I recently completed exercise 3 of Andrew Ng's Machine Learning on Coursera using Python.

When initially completing parts 1.4 to 1.4.1 of the exercise, I ran into difficulties ensuring that my trained model has the accuracy that matches the expected 94.9%. Even after debugging and ensuring that my cost and gradient functions were bug free, and that my predictor code was working correctly, I was still getting only 90.3% accuracy. I was using the conjugate gradient (CG) algorithm in scipy.optimize.minimize.

Out of curiosity, I decided to try another algorithm, and used Broyden–Fletcher–Goldfarb–Shannon (BFGS). To my surprise, the accuracy improved drastically to 96.5% and thus exceeded the expectation. The comparison of these two different results between CG and BFGS can be viewed in my notebook under the header Difference in accuracy due to different optimization algorithms.

Is the reason for this difference in accuracy due to the different choice of optimization algorithm? If yes, then could someone explain why?

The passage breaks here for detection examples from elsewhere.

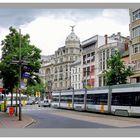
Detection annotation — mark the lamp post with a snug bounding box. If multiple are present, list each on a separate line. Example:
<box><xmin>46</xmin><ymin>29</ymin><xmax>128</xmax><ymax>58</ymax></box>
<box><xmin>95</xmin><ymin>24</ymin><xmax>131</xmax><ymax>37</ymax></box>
<box><xmin>19</xmin><ymin>29</ymin><xmax>22</xmax><ymax>121</ymax></box>
<box><xmin>11</xmin><ymin>29</ymin><xmax>28</xmax><ymax>121</ymax></box>
<box><xmin>68</xmin><ymin>87</ymin><xmax>74</xmax><ymax>109</ymax></box>
<box><xmin>4</xmin><ymin>89</ymin><xmax>8</xmax><ymax>112</ymax></box>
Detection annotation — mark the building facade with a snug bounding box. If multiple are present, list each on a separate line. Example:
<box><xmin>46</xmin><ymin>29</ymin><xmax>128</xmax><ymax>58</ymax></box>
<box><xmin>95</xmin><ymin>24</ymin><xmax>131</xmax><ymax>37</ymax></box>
<box><xmin>96</xmin><ymin>32</ymin><xmax>130</xmax><ymax>87</ymax></box>
<box><xmin>70</xmin><ymin>59</ymin><xmax>83</xmax><ymax>89</ymax></box>
<box><xmin>81</xmin><ymin>35</ymin><xmax>104</xmax><ymax>88</ymax></box>
<box><xmin>53</xmin><ymin>27</ymin><xmax>80</xmax><ymax>90</ymax></box>
<box><xmin>129</xmin><ymin>9</ymin><xmax>140</xmax><ymax>83</ymax></box>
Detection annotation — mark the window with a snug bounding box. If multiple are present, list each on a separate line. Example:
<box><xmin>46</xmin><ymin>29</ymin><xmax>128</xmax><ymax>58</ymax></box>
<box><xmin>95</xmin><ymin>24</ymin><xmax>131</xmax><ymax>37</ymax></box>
<box><xmin>87</xmin><ymin>94</ymin><xmax>107</xmax><ymax>105</ymax></box>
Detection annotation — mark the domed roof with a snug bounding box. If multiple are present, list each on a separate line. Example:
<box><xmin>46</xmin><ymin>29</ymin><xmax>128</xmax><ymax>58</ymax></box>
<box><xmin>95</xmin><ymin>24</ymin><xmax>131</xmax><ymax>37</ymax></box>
<box><xmin>65</xmin><ymin>26</ymin><xmax>80</xmax><ymax>44</ymax></box>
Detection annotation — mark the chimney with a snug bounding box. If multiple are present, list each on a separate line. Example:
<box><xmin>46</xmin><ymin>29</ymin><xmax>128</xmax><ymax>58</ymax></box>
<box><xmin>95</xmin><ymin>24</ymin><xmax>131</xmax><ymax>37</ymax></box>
<box><xmin>104</xmin><ymin>35</ymin><xmax>108</xmax><ymax>45</ymax></box>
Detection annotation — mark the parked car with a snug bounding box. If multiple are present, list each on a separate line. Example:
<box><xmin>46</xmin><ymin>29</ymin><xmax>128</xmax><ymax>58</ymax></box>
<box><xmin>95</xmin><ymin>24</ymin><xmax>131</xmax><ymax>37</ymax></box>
<box><xmin>38</xmin><ymin>100</ymin><xmax>51</xmax><ymax>107</ymax></box>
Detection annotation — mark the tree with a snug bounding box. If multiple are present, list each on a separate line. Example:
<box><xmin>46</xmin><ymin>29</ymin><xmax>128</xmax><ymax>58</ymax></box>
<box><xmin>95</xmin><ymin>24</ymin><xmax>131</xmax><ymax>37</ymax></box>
<box><xmin>0</xmin><ymin>27</ymin><xmax>41</xmax><ymax>92</ymax></box>
<box><xmin>104</xmin><ymin>51</ymin><xmax>133</xmax><ymax>85</ymax></box>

Also, I would greatly appreciate any review of my code just to make sure that there isn't a bug in any of my functions that is causing this. I suspect also that there could be bug which is responsible for this.

Thank you.

EDIT: Here below I added the code involved in the question, to make it easier for anyone to help me without referring to my Jupyter notebook.

Model cost functions:

def sigmoid(z):
    return 1 / (1 + np.exp(-z))

def compute_cost_regularized(theta, X, y, lda):
    reg =lda/(2*len(y)) * np.sum(theta[1:]**2) 
    return 1/len(y) * np.sum(-y @ np.log(sigmoid(X@theta)) 
                             - (1-y) @ np.log(1-sigmoid(X@theta))) + reg

def compute_gradient_regularized(theta, X, y, lda):
    gradient = np.zeros(len(theta))
    XT = X.T
    beta = sigmoid(X@theta) - y
    regterm = lda/len(y) * theta
    # theta_0 does not get regularized, so a 0 is substituted in its place
    regterm[0] = 0 
    gradient = (1/len(y) * XT@beta).T + regterm
    return gradient

Function that implements one-vs-all classification training:

from scipy.optimize import minimize

def train_one_vs_all(X, y, opt_method):
    theta_all = np.zeros((y.max()-y.min()+1, X.shape[1]))
    for k in range(y.min(),y.max()+1):
        grdtruth = np.where(y==k, 1,0)
        results = minimize(compute_cost_regularized, theta_all[k-1,:], 
                           args = (X,grdtruth,0.1),
                           method = opt_method, 
                           jac = compute_gradient_regularized)
        # optimized parameters are accessible through the x attribute
        theta_optimized = results.x
        # Assign thetheta_optimized vector to the appropriate row in the 
        # theta_all matrix
        theta_all[k-1,:] = theta_optimized
    return theta_all

Called the function to train the model with different optimization methods:

theta_all_optimized_cg = train_one_vs_all(X_bias, y, 'CG')  # Optimization performed using Conjugate Gradient
theta_all_optimized_bfgs = train_one_vs_all(X_bias, y, 'BFGS') # optimization performed using Broyden–Fletcher–Goldfarb–Shanno

We see that prediction results differ based on the algorithm used:

def predict_one_vs_all(X, theta):
    return np.mean(np.argmax(sigmoid(X@theta.T), axis=1)+1 == y)*100

In[16]: predict_one_vs_all(X_bias, theta_all_optimized_cg)
Out[16]: 90.319999999999993

In[17]: predict_one_vs_all(X_bias, theta_all_optimized_bfgs)
Out[17]: 96.480000000000004

For anyone wanting to get any data to try the code, they can find it in my Github as linked in this post.